Esophageal squamous cell carcinoma (ESCC) increases at fast rate of all cancer types in China, which urges the investigations of its potential mechanism. In this research, a highly expressed kinesin superfamily protein 22 (KIF22) was founded both in ESCC tissues and cancer cell lines. The following experiments pointed out that down-regulation of KIF22 remarkably restrained the malignant progression of ESCC cells. Besides, KIF22 knockdown promoted ESCC cells apoptosis and arrested cells in G0/G1 phase, while KIF22 also regulated the expression of cell cycle-and EMT-related proteins. Previous research revealed that the aberrant expressions of microRNAs (miRNAs) are related to tumors development.

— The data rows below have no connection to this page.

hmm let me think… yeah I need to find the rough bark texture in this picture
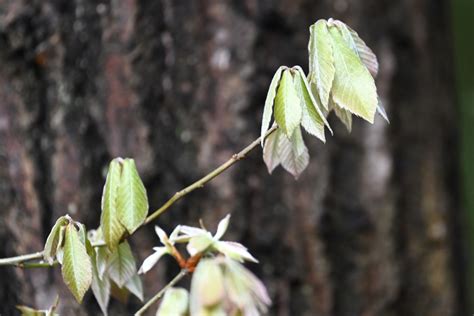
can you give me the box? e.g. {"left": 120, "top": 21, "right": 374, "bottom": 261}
{"left": 0, "top": 0, "right": 465, "bottom": 315}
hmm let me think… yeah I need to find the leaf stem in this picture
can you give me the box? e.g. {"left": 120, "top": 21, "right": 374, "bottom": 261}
{"left": 134, "top": 269, "right": 188, "bottom": 316}
{"left": 0, "top": 126, "right": 277, "bottom": 267}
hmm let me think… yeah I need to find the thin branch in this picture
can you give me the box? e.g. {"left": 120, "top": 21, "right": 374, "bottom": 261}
{"left": 144, "top": 125, "right": 278, "bottom": 224}
{"left": 135, "top": 269, "right": 188, "bottom": 316}
{"left": 0, "top": 126, "right": 278, "bottom": 267}
{"left": 0, "top": 251, "right": 44, "bottom": 266}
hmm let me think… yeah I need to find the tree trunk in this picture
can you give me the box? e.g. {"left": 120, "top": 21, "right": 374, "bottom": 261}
{"left": 0, "top": 0, "right": 466, "bottom": 315}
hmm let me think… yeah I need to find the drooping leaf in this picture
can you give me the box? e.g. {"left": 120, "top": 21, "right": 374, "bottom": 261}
{"left": 308, "top": 19, "right": 335, "bottom": 109}
{"left": 156, "top": 288, "right": 189, "bottom": 316}
{"left": 261, "top": 66, "right": 285, "bottom": 146}
{"left": 101, "top": 159, "right": 126, "bottom": 248}
{"left": 377, "top": 101, "right": 390, "bottom": 123}
{"left": 89, "top": 244, "right": 110, "bottom": 315}
{"left": 273, "top": 70, "right": 302, "bottom": 137}
{"left": 328, "top": 24, "right": 378, "bottom": 123}
{"left": 294, "top": 67, "right": 332, "bottom": 141}
{"left": 43, "top": 216, "right": 69, "bottom": 264}
{"left": 330, "top": 96, "right": 353, "bottom": 132}
{"left": 332, "top": 19, "right": 379, "bottom": 77}
{"left": 278, "top": 130, "right": 309, "bottom": 179}
{"left": 263, "top": 127, "right": 282, "bottom": 174}
{"left": 96, "top": 246, "right": 110, "bottom": 280}
{"left": 107, "top": 241, "right": 137, "bottom": 288}
{"left": 289, "top": 126, "right": 306, "bottom": 157}
{"left": 62, "top": 223, "right": 92, "bottom": 303}
{"left": 117, "top": 159, "right": 149, "bottom": 234}
{"left": 125, "top": 273, "right": 144, "bottom": 301}
{"left": 190, "top": 259, "right": 224, "bottom": 313}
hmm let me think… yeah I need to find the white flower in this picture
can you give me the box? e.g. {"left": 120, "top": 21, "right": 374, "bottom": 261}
{"left": 178, "top": 214, "right": 258, "bottom": 263}
{"left": 138, "top": 225, "right": 180, "bottom": 274}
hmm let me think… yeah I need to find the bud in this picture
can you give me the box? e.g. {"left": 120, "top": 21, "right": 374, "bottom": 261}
{"left": 156, "top": 287, "right": 189, "bottom": 316}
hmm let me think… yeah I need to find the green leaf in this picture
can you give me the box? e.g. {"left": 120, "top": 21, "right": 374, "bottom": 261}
{"left": 62, "top": 223, "right": 92, "bottom": 303}
{"left": 101, "top": 159, "right": 126, "bottom": 248}
{"left": 328, "top": 24, "right": 378, "bottom": 123}
{"left": 294, "top": 67, "right": 332, "bottom": 141}
{"left": 278, "top": 129, "right": 309, "bottom": 179}
{"left": 332, "top": 19, "right": 379, "bottom": 77}
{"left": 330, "top": 96, "right": 353, "bottom": 132}
{"left": 308, "top": 20, "right": 335, "bottom": 109}
{"left": 191, "top": 259, "right": 224, "bottom": 311}
{"left": 90, "top": 246, "right": 111, "bottom": 316}
{"left": 117, "top": 159, "right": 149, "bottom": 234}
{"left": 156, "top": 288, "right": 189, "bottom": 316}
{"left": 107, "top": 241, "right": 137, "bottom": 288}
{"left": 261, "top": 66, "right": 285, "bottom": 146}
{"left": 43, "top": 216, "right": 69, "bottom": 264}
{"left": 263, "top": 127, "right": 282, "bottom": 174}
{"left": 125, "top": 273, "right": 144, "bottom": 301}
{"left": 274, "top": 69, "right": 302, "bottom": 137}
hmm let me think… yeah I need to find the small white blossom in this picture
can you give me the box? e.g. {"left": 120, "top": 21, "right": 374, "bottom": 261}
{"left": 138, "top": 225, "right": 180, "bottom": 274}
{"left": 178, "top": 214, "right": 258, "bottom": 262}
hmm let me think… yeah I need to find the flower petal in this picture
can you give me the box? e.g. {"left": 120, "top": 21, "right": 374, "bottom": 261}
{"left": 155, "top": 226, "right": 169, "bottom": 246}
{"left": 214, "top": 214, "right": 231, "bottom": 241}
{"left": 186, "top": 233, "right": 214, "bottom": 257}
{"left": 138, "top": 248, "right": 168, "bottom": 274}
{"left": 179, "top": 225, "right": 207, "bottom": 237}
{"left": 215, "top": 241, "right": 258, "bottom": 263}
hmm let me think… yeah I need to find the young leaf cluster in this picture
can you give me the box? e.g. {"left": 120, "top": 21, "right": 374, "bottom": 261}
{"left": 88, "top": 230, "right": 144, "bottom": 315}
{"left": 41, "top": 158, "right": 148, "bottom": 312}
{"left": 101, "top": 158, "right": 149, "bottom": 248}
{"left": 43, "top": 215, "right": 92, "bottom": 303}
{"left": 261, "top": 18, "right": 388, "bottom": 178}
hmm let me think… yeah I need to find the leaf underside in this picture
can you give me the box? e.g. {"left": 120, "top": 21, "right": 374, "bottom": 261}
{"left": 261, "top": 66, "right": 285, "bottom": 146}
{"left": 107, "top": 241, "right": 137, "bottom": 288}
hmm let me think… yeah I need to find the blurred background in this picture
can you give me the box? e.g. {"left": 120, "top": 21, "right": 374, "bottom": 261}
{"left": 0, "top": 0, "right": 473, "bottom": 315}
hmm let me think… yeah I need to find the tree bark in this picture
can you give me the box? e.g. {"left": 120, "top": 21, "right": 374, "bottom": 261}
{"left": 0, "top": 0, "right": 465, "bottom": 315}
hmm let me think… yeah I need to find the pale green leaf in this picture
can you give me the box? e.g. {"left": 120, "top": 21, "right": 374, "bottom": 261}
{"left": 101, "top": 159, "right": 126, "bottom": 248}
{"left": 96, "top": 246, "right": 110, "bottom": 280}
{"left": 332, "top": 19, "right": 379, "bottom": 77}
{"left": 107, "top": 241, "right": 137, "bottom": 287}
{"left": 278, "top": 130, "right": 309, "bottom": 179}
{"left": 156, "top": 288, "right": 189, "bottom": 316}
{"left": 117, "top": 159, "right": 149, "bottom": 234}
{"left": 294, "top": 67, "right": 332, "bottom": 141}
{"left": 90, "top": 246, "right": 110, "bottom": 315}
{"left": 263, "top": 127, "right": 282, "bottom": 174}
{"left": 125, "top": 273, "right": 144, "bottom": 301}
{"left": 289, "top": 127, "right": 306, "bottom": 157}
{"left": 308, "top": 19, "right": 335, "bottom": 108}
{"left": 43, "top": 216, "right": 68, "bottom": 264}
{"left": 261, "top": 66, "right": 285, "bottom": 146}
{"left": 190, "top": 259, "right": 224, "bottom": 313}
{"left": 329, "top": 25, "right": 378, "bottom": 123}
{"left": 330, "top": 96, "right": 353, "bottom": 132}
{"left": 62, "top": 223, "right": 92, "bottom": 303}
{"left": 274, "top": 69, "right": 302, "bottom": 137}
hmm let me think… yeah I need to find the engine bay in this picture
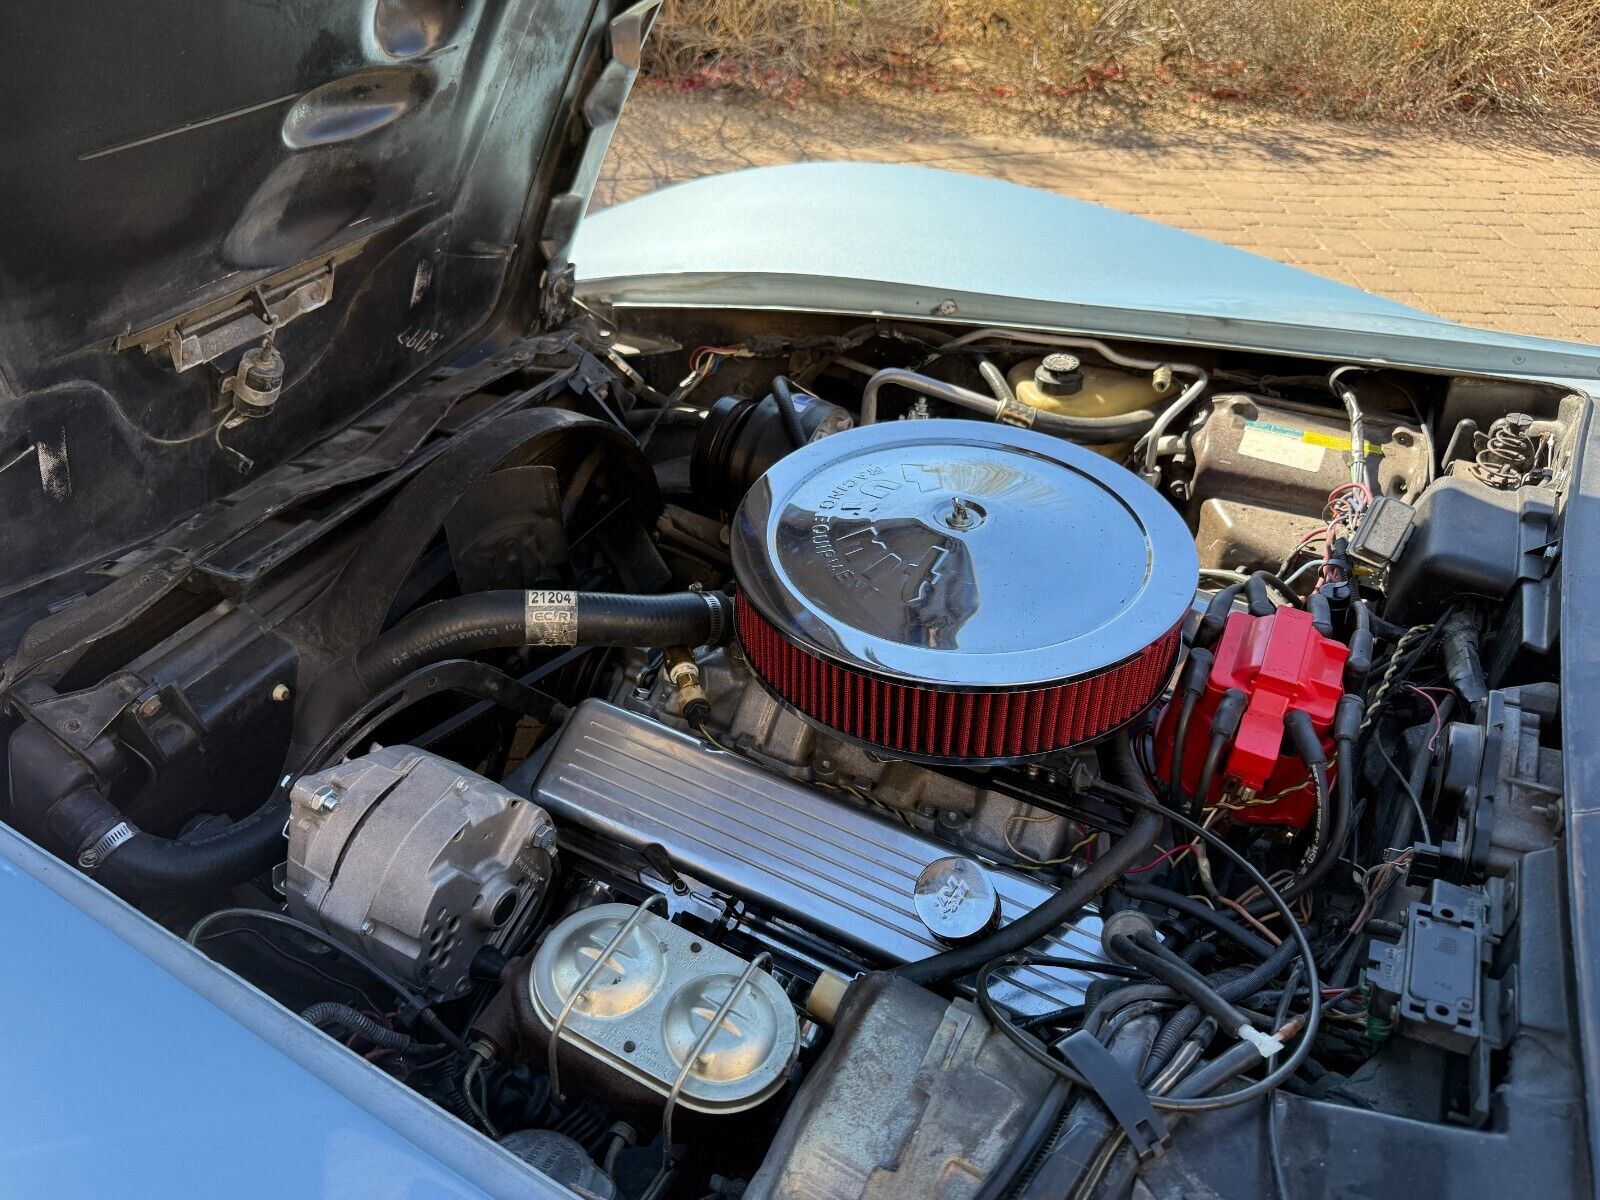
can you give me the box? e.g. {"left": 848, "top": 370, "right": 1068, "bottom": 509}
{"left": 0, "top": 311, "right": 1584, "bottom": 1198}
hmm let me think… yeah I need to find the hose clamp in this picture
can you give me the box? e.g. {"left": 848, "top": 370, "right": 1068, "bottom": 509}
{"left": 694, "top": 587, "right": 728, "bottom": 646}
{"left": 79, "top": 821, "right": 135, "bottom": 872}
{"left": 995, "top": 397, "right": 1036, "bottom": 428}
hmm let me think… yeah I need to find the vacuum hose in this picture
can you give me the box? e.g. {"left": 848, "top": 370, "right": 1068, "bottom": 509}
{"left": 892, "top": 731, "right": 1163, "bottom": 987}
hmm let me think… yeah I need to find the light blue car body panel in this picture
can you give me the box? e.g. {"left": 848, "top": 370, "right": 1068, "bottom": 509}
{"left": 575, "top": 161, "right": 1600, "bottom": 384}
{"left": 0, "top": 823, "right": 565, "bottom": 1200}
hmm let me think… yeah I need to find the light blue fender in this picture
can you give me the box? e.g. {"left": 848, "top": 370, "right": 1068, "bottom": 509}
{"left": 0, "top": 824, "right": 566, "bottom": 1200}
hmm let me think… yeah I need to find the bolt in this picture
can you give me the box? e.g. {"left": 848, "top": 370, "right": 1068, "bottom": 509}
{"left": 452, "top": 779, "right": 468, "bottom": 793}
{"left": 531, "top": 825, "right": 557, "bottom": 851}
{"left": 361, "top": 919, "right": 375, "bottom": 934}
{"left": 308, "top": 785, "right": 340, "bottom": 814}
{"left": 271, "top": 683, "right": 291, "bottom": 702}
{"left": 915, "top": 801, "right": 938, "bottom": 819}
{"left": 136, "top": 696, "right": 163, "bottom": 719}
{"left": 944, "top": 497, "right": 982, "bottom": 531}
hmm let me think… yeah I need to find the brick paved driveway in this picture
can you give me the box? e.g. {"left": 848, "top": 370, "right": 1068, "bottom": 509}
{"left": 598, "top": 92, "right": 1600, "bottom": 345}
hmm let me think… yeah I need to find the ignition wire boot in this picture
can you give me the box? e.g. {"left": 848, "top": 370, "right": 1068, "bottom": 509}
{"left": 1190, "top": 688, "right": 1247, "bottom": 813}
{"left": 1192, "top": 586, "right": 1242, "bottom": 650}
{"left": 1306, "top": 590, "right": 1334, "bottom": 639}
{"left": 1345, "top": 601, "right": 1374, "bottom": 691}
{"left": 1245, "top": 573, "right": 1276, "bottom": 618}
{"left": 1169, "top": 648, "right": 1214, "bottom": 810}
{"left": 1284, "top": 708, "right": 1326, "bottom": 770}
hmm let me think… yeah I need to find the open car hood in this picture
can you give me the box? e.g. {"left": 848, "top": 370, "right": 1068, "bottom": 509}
{"left": 575, "top": 162, "right": 1600, "bottom": 384}
{"left": 0, "top": 0, "right": 653, "bottom": 606}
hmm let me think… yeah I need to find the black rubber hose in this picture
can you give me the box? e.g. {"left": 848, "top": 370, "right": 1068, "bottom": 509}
{"left": 94, "top": 796, "right": 290, "bottom": 902}
{"left": 290, "top": 589, "right": 732, "bottom": 772}
{"left": 893, "top": 731, "right": 1164, "bottom": 987}
{"left": 1120, "top": 881, "right": 1275, "bottom": 960}
{"left": 6, "top": 721, "right": 292, "bottom": 903}
{"left": 302, "top": 1002, "right": 431, "bottom": 1052}
{"left": 1253, "top": 571, "right": 1304, "bottom": 608}
{"left": 34, "top": 590, "right": 730, "bottom": 903}
{"left": 1028, "top": 406, "right": 1158, "bottom": 444}
{"left": 1113, "top": 932, "right": 1256, "bottom": 1033}
{"left": 1082, "top": 983, "right": 1181, "bottom": 1038}
{"left": 770, "top": 375, "right": 809, "bottom": 449}
{"left": 1144, "top": 938, "right": 1299, "bottom": 1076}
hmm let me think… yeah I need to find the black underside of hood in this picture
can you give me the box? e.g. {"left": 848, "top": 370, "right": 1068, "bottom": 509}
{"left": 0, "top": 0, "right": 634, "bottom": 614}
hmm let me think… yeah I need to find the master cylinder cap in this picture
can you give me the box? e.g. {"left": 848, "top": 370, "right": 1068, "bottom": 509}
{"left": 731, "top": 419, "right": 1197, "bottom": 763}
{"left": 530, "top": 903, "right": 798, "bottom": 1116}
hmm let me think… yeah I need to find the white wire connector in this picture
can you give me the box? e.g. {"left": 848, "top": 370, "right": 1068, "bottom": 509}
{"left": 1237, "top": 1024, "right": 1286, "bottom": 1059}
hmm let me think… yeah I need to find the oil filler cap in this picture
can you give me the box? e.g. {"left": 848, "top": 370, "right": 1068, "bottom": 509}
{"left": 914, "top": 857, "right": 1000, "bottom": 944}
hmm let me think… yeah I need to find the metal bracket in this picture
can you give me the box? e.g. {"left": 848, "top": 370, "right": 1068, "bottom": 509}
{"left": 115, "top": 248, "right": 357, "bottom": 372}
{"left": 1055, "top": 1029, "right": 1170, "bottom": 1159}
{"left": 995, "top": 397, "right": 1036, "bottom": 428}
{"left": 540, "top": 262, "right": 577, "bottom": 327}
{"left": 547, "top": 894, "right": 667, "bottom": 1100}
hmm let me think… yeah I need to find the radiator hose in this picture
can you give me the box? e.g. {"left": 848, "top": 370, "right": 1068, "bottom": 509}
{"left": 892, "top": 731, "right": 1164, "bottom": 987}
{"left": 11, "top": 589, "right": 731, "bottom": 903}
{"left": 288, "top": 589, "right": 731, "bottom": 773}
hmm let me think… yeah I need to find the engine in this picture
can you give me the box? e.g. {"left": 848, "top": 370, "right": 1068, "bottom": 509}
{"left": 0, "top": 318, "right": 1579, "bottom": 1200}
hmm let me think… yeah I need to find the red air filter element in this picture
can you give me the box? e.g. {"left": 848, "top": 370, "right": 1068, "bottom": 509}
{"left": 738, "top": 597, "right": 1181, "bottom": 761}
{"left": 728, "top": 420, "right": 1199, "bottom": 764}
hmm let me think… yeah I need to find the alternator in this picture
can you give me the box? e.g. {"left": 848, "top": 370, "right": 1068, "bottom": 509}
{"left": 286, "top": 746, "right": 556, "bottom": 1000}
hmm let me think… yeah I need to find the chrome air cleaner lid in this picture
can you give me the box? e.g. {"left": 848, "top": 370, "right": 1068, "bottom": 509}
{"left": 731, "top": 419, "right": 1197, "bottom": 691}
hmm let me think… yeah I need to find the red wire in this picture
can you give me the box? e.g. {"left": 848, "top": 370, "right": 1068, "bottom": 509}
{"left": 1126, "top": 842, "right": 1199, "bottom": 875}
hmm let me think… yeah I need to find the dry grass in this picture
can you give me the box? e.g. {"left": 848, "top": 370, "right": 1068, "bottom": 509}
{"left": 644, "top": 0, "right": 1600, "bottom": 121}
{"left": 644, "top": 0, "right": 940, "bottom": 87}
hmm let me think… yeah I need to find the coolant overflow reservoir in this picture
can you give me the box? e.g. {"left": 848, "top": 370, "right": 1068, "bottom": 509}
{"left": 1007, "top": 356, "right": 1162, "bottom": 459}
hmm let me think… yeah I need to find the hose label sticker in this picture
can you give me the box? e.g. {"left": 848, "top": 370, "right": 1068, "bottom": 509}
{"left": 524, "top": 590, "right": 578, "bottom": 645}
{"left": 1238, "top": 420, "right": 1324, "bottom": 472}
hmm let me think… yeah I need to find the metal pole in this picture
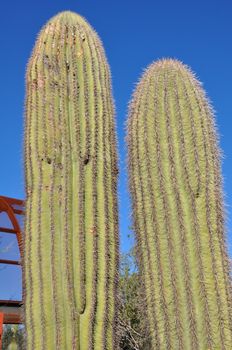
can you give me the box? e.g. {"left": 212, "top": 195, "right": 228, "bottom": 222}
{"left": 0, "top": 312, "right": 3, "bottom": 350}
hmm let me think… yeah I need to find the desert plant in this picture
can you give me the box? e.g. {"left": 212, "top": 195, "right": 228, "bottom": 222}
{"left": 24, "top": 11, "right": 119, "bottom": 350}
{"left": 2, "top": 325, "right": 24, "bottom": 350}
{"left": 118, "top": 248, "right": 151, "bottom": 350}
{"left": 127, "top": 59, "right": 232, "bottom": 349}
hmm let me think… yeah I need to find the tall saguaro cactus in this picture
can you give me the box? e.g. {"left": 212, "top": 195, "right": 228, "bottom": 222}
{"left": 127, "top": 59, "right": 232, "bottom": 349}
{"left": 24, "top": 11, "right": 119, "bottom": 350}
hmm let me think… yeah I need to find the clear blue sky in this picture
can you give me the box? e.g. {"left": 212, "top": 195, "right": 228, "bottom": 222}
{"left": 0, "top": 0, "right": 232, "bottom": 300}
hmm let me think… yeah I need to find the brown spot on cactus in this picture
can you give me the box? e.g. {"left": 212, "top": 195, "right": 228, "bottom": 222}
{"left": 24, "top": 11, "right": 119, "bottom": 350}
{"left": 127, "top": 58, "right": 232, "bottom": 349}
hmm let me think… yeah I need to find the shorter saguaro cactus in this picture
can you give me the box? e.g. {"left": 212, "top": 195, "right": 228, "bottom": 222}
{"left": 127, "top": 59, "right": 232, "bottom": 349}
{"left": 24, "top": 11, "right": 119, "bottom": 350}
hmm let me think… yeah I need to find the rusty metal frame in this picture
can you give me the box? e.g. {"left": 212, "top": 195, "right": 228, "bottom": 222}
{"left": 0, "top": 196, "right": 24, "bottom": 349}
{"left": 0, "top": 300, "right": 22, "bottom": 324}
{"left": 0, "top": 313, "right": 3, "bottom": 350}
{"left": 0, "top": 196, "right": 23, "bottom": 257}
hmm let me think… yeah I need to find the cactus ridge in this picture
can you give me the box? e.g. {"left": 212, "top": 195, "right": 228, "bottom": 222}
{"left": 127, "top": 59, "right": 232, "bottom": 349}
{"left": 24, "top": 11, "right": 119, "bottom": 350}
{"left": 136, "top": 69, "right": 184, "bottom": 348}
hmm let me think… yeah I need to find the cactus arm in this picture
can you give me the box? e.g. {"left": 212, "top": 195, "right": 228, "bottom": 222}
{"left": 127, "top": 59, "right": 232, "bottom": 349}
{"left": 24, "top": 12, "right": 119, "bottom": 350}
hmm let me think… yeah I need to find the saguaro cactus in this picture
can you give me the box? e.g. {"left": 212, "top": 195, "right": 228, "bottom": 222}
{"left": 127, "top": 59, "right": 232, "bottom": 349}
{"left": 24, "top": 11, "right": 119, "bottom": 350}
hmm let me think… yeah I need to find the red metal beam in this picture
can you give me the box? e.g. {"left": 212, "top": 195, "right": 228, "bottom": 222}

Based on the predict result, KIF22 was considered as the target of miR-122, which was demonstrated by luciferase reporter assay. miR-122 inhibitor could significantly reverse the function of KIF22 knockdown, including cell proliferation, migration and invasion. Furthermore, down expressed miR-122 altered the function of KIF22 knockdown on cell cycle-and EMT-related proteins. In a word, this work illustrated the regulatory function of KIF22/miR-122 axis in ESSC and provided potential targets for potential targets for ESSC treatment.

Automated summary

Esophageal squamous cell carcinoma (ESCC) shows a rapid increase in China, and the highly expressed KIF22 plays a crucial role in ESCC development. Down-regulation of KIF22 inhibits malignant progression of ESCC cells and promotes apoptosis, while also affecting cell cycle-and EMT-related proteins. MiR-122 is identified as a regulator of KIF22, providing a potential target for ESCC treatment.